Tive preguiça de tirar o moletom-cinza-fino-que-parece-pijama, só arregacei as mangas e fui caminhando e cantando e...mentira, não cantei não. Só fiquei escutando as músicas do meu mp3-baleia e tomando cuidado pra não começar a dançar no meio da rua.

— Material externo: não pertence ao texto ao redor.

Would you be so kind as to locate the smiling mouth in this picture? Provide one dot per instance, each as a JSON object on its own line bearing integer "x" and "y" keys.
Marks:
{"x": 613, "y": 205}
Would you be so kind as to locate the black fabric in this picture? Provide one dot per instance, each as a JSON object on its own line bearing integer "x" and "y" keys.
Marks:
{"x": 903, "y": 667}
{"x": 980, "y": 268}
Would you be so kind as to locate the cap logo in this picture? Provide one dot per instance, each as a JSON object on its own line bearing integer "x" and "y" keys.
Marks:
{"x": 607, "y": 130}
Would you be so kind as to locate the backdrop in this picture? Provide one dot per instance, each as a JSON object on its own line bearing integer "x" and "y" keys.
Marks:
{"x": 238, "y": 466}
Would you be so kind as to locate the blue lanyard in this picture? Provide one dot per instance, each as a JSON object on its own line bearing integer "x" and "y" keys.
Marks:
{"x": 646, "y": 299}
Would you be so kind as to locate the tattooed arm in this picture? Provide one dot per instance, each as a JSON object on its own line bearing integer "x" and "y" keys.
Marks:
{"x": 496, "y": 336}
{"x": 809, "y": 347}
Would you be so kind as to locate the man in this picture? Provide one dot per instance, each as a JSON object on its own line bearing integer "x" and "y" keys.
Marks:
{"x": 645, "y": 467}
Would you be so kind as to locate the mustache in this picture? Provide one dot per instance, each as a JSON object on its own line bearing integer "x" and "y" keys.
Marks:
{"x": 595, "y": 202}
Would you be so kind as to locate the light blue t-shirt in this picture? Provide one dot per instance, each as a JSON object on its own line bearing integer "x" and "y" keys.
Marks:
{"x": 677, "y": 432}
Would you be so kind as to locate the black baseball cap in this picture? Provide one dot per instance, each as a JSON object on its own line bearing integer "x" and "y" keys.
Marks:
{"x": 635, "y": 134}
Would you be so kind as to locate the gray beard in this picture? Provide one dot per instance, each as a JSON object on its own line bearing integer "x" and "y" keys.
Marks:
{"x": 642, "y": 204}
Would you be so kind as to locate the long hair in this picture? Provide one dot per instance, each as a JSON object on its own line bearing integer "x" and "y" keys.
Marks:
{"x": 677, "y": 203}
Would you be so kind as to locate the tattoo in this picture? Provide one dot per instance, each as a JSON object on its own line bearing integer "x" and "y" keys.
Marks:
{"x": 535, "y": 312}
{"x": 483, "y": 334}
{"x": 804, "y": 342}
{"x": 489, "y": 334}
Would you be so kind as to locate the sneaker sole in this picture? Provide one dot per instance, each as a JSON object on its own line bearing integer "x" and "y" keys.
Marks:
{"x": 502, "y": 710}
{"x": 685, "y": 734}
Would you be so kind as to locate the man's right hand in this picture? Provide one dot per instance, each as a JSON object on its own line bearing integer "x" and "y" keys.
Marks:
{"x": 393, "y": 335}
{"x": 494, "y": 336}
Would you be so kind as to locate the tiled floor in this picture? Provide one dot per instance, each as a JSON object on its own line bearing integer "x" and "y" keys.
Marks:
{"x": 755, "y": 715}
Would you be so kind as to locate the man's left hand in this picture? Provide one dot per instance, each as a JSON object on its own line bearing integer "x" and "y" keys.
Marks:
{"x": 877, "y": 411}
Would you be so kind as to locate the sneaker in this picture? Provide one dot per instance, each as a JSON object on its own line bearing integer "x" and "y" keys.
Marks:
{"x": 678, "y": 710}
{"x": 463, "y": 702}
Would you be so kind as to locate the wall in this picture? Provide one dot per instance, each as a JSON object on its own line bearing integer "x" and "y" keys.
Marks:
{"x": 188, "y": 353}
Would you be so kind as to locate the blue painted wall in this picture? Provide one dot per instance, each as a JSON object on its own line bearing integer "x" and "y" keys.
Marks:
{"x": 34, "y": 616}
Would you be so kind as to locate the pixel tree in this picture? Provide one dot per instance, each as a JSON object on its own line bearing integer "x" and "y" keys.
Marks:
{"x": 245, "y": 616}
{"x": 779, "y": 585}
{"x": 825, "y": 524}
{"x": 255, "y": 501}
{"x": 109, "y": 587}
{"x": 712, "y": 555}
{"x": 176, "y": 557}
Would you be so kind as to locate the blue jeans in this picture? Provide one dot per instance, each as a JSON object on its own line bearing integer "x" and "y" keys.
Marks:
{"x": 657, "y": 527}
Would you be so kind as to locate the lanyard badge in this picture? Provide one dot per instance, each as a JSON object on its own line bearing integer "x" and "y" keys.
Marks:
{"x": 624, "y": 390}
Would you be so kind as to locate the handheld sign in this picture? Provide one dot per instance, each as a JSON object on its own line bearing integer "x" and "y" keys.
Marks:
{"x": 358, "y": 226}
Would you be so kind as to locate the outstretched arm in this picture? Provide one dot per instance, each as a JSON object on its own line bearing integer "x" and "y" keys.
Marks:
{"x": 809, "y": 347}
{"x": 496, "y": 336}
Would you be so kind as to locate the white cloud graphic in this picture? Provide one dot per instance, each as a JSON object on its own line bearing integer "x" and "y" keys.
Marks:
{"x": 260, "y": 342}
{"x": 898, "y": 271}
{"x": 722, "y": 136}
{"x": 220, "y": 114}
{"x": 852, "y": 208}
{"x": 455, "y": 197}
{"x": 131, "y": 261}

Atravessei a Tiradentes, passei pelo Shangri-lá, entrei numa ruinha que tem no meio do quarteirão (não sei como chamam essas coisas) e saí na Leste-Oeste. Aí eu andei, andei, andei. Não prestei atenção em nada. Eu nunca presto atenção nas coisas enquanto eu ando na rua. Meus amigos já desistiram de me ver do outro lado da rua e tentar algum tipo de comunicação.
Depois de meia hora andando no sol e desviando de bicicletas, eu cheguei em casa. Tirei a blusa e lá estavam os meus ante-braços. Eles sempre estiveram ali, na verdade. Só que estavam vermelhos. Não estão mais, só que agora ardem e eu fui presenteada com braços bicolores.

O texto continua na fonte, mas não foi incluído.